Già da questi pochi dati si è in grado di comprendere il primo ingrediente del Regno di Sicilia di allora: greci, arabi, ebrei, spagnoli, francesi, scozzesi, irlandesi, tedeschi erano di casa. E come si capivano tra loro? Semplice, nella lingua comune di allora: il latino! E Federico II, come i suoi antenati normanni, era impegnato a finanziare le traduzioni di molti testi importanti dal greco e dall’arabo in latino. Quanti presidenti di regione oggi conoscono la lingua comune, ossia l’inglese? Quanti corsi si svolgono in inglese oggi nelle università dell’ex Regno di Sicilia? Quanta attrattività di professori irlandesi, scozzesi, spagnoli, francesi, arabi, ebrei, hanno le università del Sud Italia oggi (e le università italiane in genere)?

La religione al centro

Andiamo ora alla seconda caratteristica. I pochi dati di sopra lasciano già intravedere chiaramente anche un tratto fondamentale del famoso dominio normanno-svevo: l’interesse per i temi religiosi e metafisici, in due parole: l’anima (e il suo destino) e Dio. Prima ancora che al dialogo interreligioso, di moda anche oggi, vi era un vivo e autentico interesse per la religione stessa e le grandi domande dell’esistenza. Si conosce l’interesse dello stesso Federico per il tema metafisico e teologico dell’immortalità dell’anima e si sa anche che suo figlio Manfredi chiedeva lumi al filosofo Pietro l’Irlandese in merito a questioni di filosofia dell’anima.
Interessante è in proposito proprio la figura di questo filosofo.
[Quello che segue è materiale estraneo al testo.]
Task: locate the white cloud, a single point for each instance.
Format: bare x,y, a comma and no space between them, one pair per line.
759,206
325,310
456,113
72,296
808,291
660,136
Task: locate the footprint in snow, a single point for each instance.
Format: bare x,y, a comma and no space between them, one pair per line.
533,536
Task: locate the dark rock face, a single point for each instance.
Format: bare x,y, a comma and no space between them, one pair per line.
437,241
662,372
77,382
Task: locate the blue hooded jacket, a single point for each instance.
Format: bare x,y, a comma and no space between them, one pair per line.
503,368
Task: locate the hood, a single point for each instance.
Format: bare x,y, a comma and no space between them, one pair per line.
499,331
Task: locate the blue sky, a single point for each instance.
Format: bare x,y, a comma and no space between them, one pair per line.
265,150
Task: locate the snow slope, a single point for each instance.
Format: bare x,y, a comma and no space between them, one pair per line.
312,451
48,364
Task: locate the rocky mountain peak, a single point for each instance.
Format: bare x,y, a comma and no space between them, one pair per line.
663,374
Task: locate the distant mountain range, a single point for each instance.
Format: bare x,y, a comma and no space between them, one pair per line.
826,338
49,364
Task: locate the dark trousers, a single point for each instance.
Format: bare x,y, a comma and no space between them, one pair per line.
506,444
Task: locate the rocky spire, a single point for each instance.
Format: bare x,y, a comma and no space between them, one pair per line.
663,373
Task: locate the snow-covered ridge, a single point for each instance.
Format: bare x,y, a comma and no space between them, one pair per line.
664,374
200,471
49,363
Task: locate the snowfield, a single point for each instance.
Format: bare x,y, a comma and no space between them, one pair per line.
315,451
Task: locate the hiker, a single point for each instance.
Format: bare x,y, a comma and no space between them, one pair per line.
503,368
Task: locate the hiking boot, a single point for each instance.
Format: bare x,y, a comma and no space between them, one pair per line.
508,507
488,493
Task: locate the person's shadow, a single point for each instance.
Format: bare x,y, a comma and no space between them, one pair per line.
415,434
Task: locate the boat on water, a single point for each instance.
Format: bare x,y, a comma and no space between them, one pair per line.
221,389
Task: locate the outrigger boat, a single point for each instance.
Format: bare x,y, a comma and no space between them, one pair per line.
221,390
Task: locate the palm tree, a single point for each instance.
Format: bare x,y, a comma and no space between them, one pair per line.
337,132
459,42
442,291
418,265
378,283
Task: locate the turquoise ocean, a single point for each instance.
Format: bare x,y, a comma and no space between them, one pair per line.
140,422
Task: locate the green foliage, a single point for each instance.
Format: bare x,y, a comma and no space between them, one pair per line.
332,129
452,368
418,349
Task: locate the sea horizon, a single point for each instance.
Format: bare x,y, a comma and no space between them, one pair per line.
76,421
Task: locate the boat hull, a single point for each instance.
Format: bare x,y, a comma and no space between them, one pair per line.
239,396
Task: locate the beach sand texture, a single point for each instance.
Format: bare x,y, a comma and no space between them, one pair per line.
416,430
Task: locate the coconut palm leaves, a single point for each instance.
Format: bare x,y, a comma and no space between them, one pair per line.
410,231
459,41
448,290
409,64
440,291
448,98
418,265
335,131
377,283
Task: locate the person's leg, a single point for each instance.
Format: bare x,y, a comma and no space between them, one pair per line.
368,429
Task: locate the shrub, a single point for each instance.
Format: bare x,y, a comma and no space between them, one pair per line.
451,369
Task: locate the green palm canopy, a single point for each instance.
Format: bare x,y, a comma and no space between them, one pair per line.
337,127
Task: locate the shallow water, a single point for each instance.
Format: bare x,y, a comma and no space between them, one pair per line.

Una testimonianza attendibile, quella di Mosè di Salerno, riporta il suo parere in una discussione realmente avvenuta al circolo maimonideo di Napoli attorno alla Trinità cristiana, un dogma avversato dai monoteismi ebraico e islamico: “In realtà il professore Pietro l’Irlandese ammette che i cristiani, credendo che la Divinità si sia incarnata, accettano la necessaria conclusione che il Nome Dio abbia sperimentato la passione, il movimento e il cambiamento”.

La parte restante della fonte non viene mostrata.